Se adesso facciamo un salto in avanti, alla seconda metà del secolo scorso, e precisamente nei decenni che hanno visto l’esaurimento dello sperimentalismo e della poesia degli oggetti, quello che vediamo è uno spazio linguistico senza frontiere, dove è possibile manovrare a piacimento il veicolo poetico alla ricerca del proprio orto botanico di linguaggio incontaminato, direi biologico (con tanto di autobiologia che fa rima con apologia dell’io). Ne derivò qualcosa di assai scomodo: il discorso poetico del secondo Novecento non concede sufficiente spazio a chi voglia accomodarsi, non c’è un atrio per i ricevimenti né un salotto per l’accoglienza, c’è solo un corridoio lastricato di sperimentalismo e di oggettistiche urbane; non si può andare né avanti né indietro, né alzarsi, né sedersi. Con la conseguenza che il linguaggio poetico del tardo Novecento è rimasto privo di pavimentazione lessicale e stilistica, il che non può che riprodurre le medesime aporie e i medesimi nodi che erano già venuti al pettine negli anni del crepuscolarismo.
«L’uomo non è più padrone a casa sua. Deve vivere ora in una chiesa, ora in un sacro boschetto di druidi, l’occhio padrone dell’uomo non ha dove riposarsi né dove trovare pace. Tutto il vasellame si è ammutinato. La scopa chiede riposo, la pentola non vuole più bollire ma chiede per se stessa un significato assoluto (come se bollire non fosse un significato assoluto). Hanno cacciato di casa il padrone ed egli non osa più entrarvi. Ma come fare con la adesione della parola al suo significato: forse che si tratta di una dipendenza fortificata? Ma la parola non è una cosa. Il suo significato non è affatto una traduzione di se stessa.

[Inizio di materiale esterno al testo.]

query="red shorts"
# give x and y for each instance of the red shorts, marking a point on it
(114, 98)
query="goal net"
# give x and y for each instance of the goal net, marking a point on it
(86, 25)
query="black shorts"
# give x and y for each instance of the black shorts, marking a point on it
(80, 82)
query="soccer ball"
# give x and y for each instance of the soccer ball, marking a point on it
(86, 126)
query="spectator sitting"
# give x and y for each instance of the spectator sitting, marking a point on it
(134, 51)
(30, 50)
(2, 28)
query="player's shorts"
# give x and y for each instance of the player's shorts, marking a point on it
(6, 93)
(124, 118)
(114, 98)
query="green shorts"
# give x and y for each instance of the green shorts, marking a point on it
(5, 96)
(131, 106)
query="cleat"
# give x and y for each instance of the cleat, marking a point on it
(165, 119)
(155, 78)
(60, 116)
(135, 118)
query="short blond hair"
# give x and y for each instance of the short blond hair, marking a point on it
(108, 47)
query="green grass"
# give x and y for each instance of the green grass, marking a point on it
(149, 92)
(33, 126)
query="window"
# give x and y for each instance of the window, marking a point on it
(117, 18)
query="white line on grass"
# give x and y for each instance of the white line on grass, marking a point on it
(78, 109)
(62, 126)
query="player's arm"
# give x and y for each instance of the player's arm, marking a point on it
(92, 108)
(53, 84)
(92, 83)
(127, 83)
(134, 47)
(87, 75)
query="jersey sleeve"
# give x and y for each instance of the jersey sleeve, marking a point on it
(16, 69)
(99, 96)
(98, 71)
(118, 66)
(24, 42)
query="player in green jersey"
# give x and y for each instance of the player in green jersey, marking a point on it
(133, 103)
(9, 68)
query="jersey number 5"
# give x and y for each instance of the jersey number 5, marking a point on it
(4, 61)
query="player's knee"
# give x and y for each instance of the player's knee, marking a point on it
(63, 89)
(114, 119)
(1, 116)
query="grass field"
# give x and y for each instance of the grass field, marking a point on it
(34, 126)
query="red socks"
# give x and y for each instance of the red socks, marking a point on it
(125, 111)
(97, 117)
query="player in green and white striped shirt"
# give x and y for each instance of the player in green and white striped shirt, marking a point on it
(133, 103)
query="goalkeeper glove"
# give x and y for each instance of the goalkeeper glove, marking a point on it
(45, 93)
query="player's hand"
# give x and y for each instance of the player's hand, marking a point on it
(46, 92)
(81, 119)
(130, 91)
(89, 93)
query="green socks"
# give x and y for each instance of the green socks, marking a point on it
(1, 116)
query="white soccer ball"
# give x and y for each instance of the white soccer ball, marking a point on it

Infatti, non è mai accaduto che qualcuno abbia battezzato un oggetto e l’abbia chiamato con un nome inventato. La cosa più conveniente, e nel senso scientifico più esatta, è guardare alla parola come ad una immagine...»: sono parole di Mandel’stam contenute nel saggio Sulla natura della parola, pubblicato nel 3° n. di «Poiesis», nel 1993, da Donata De Bartolomeo.
Se è chiaro, per sommi capi, quanto abbiamo detto in queste righe, ci sarà chiara anche la scelta, da parte di un autore della generazione degli anni Settanta come Matteo Veronesi, di una «poesia povera», una «poesia da scrittoio», che ci parla di cose semplici e antiche come un «ciclamino», di affetti privati e domestici, dell’ombra della morte che si allunga, al tramonto, su tutti le suppellettili del quotidiano.
Il ciclamino, il fiore
che nel suo giro fragile
di colore e profumo chiude il cerchio
delle ere e degli astri, e col suo muto palpito
fa eco al chiaro riso delle stelle
ignaro di mesi e di stagioni
è fiorito ai confini dell’inverno
Ed ecco che ritornano tutti gli stilemi e i topoi del crepuscolarismo: la vita come «pianto», l’alba «grigia», la preghiera sulla «lapide», la presenza pervasiva e costante della «morte», l’ombra della «madre», la «primavera» nebbiosa, etc.
Come l’edera figlia del silenzio
e del buio che avviva le mura
dei cimiteri e reca in quella quiete
il verde riso della primavera
così è questo mio canto che vive
nutrito dalle tenebre e dal nulla
Un discorso poetico emblematico della nostra esperienza, direi.